Mme. Bathory had nothing to say in reply. She waited, not knowing if the doctor had finished, or if he was going on to relate such facts as were personally known to him, and concerning which she had asked for the interview.

“However, madame,” continued the doctor, divining her thoughts, “human strength has doubtless its limits, and as you fell ill and exhausted with such trials you would doubtless have succumbed if an unknown—no, a friend of Professor Bathory—had not come to your aid. I should never have said anything about this had not your old servant told me of your wish to see me—”

“Quite so,” answered Mme. Bathory. “Have I not to thank Dr. Antekirtt?”

“And why, madame? Because, during the last five or six years, in remembrance of the friendship which bound him to Count Sandorf and his two companions, and to help you in your work, Dr. Antekirtt has sent you a sum of a hundred thousand florins? Was he not only too happy to put the money at your disposal? No, madame; it is I, on the contrary, who ought to thank you for having accepted the gift if it was of any help to the widow and son of Stephen Bathory.”

The widow bowed, and answered:

“In any case I have to thank you. This is the first object of the visit I wished you to make. But there was a second—”

“What is that, madame?”

“It was—to give you back the money—”

“What, madame,” said the doctor, quickly, “you do not wish to accept it?”

“Sir, I do not think I have any right to the money, I do not know Dr. Antekirtt. I never heard his name. The money may be a sort of alms coming from those whom my husband fought and whose pity is hateful to me. And so I do not care to use it, even for the purposes Dr. Antekirtt intended.”

“And—so this money—”

“Is untouched.”

“And your son?”

“My son will have nothing but what he owes to himself.”

“And to his mother!” added the doctor, with whom such grandeur of soul and energy of character could not but excite admiration and command respect.

Mme. Bathory had risen, and from a desk which she unlocked took forth a roll of notes, which she handed to the doctor.

“Sir,” she said, “take back the money, for it is yours, and receive the thanks of a mother as if she had used it to educate her son.”

“The money no longer belongs to me, madame,” replied the doctor, refusing it with a gesture.

“I repeat that it never belonged to me.”

“But if Pierre Bathory can use it—”

“My son will find the situation for which he is fit, and I can trust him as I can trust myself.”

“He will not refuse what his father's friend insists on his accepting.”

“He will refuse.”

“At least, madame, will you allow me to try?”

“I beg you will do nothing, doctor,” answered Mme. Bathory. “My son does not know that I have received this money, and I do not wish him ever to know it!”

“Be it so, madame! I understand your feelings, although I am a stranger and unknown to you! Yes, I understand and admire them. But I repeat, if the money is not yours it is not mine.”

Dr. Antekirtt rose. There was nothing in Mme. Bathory's refusal to annoy him personally; and her delicacy only filled him with a feeling of profound respect. He bowed to the widow, and was turning to leave when another question stopped him.

“Sir,” said Mme. Bathory, “you have told me of some miserable proceedings which sent to their deaths Ladislas Zathmar, Stephen Bathory and Count Sandorf?”
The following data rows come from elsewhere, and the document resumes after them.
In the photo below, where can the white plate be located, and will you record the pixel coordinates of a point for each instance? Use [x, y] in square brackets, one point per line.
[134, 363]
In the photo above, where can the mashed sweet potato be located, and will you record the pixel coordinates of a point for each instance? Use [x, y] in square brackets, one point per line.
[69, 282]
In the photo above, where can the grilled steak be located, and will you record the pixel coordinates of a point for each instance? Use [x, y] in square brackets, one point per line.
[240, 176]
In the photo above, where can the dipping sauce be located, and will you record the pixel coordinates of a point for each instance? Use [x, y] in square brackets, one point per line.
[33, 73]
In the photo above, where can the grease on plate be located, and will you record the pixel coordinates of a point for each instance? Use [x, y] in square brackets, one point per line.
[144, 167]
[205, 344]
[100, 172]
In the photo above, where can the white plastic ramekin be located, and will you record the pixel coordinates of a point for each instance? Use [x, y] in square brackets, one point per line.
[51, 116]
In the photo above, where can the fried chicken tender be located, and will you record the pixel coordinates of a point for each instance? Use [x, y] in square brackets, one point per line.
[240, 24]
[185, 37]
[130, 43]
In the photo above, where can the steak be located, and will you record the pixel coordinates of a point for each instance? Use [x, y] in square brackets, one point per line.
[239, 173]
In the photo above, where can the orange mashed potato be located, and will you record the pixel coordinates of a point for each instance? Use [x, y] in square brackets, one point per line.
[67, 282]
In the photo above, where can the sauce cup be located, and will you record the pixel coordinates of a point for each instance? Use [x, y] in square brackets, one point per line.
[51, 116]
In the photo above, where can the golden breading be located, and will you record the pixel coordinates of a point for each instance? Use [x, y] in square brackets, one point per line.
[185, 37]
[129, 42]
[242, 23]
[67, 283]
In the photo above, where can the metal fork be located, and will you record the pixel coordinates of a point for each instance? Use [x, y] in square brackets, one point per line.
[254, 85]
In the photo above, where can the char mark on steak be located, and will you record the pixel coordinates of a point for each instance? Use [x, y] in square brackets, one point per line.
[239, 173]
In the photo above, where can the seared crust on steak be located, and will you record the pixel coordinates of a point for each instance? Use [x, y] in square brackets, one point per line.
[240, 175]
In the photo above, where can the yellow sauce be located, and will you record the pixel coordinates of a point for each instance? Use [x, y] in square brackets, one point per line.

“I said what was true, madame.”

“But does any one know these people?”

“Yes, madame.”

“Who?”

“God.”

And as he spoke the doctor made a low obeisance and left.

Mme. Bathory remained in deep thought. By some sweet sympathy, for which she could not account, she felt herself irresistibly drawn toward the mysterious personage who was so mixed up with the events of her life. Would she ever see him again? And if the “Savarena” had only brought him to Ragusa to make this visit, would the yacht go to sea and never return?

The next day's newspapers announced that an anonymous gift of 100,000 florins had been made to the hospitals of the town.

It was the gift of Dr. Antekirtt, but was it not also the gift of the widow who had refused it for herself and her son?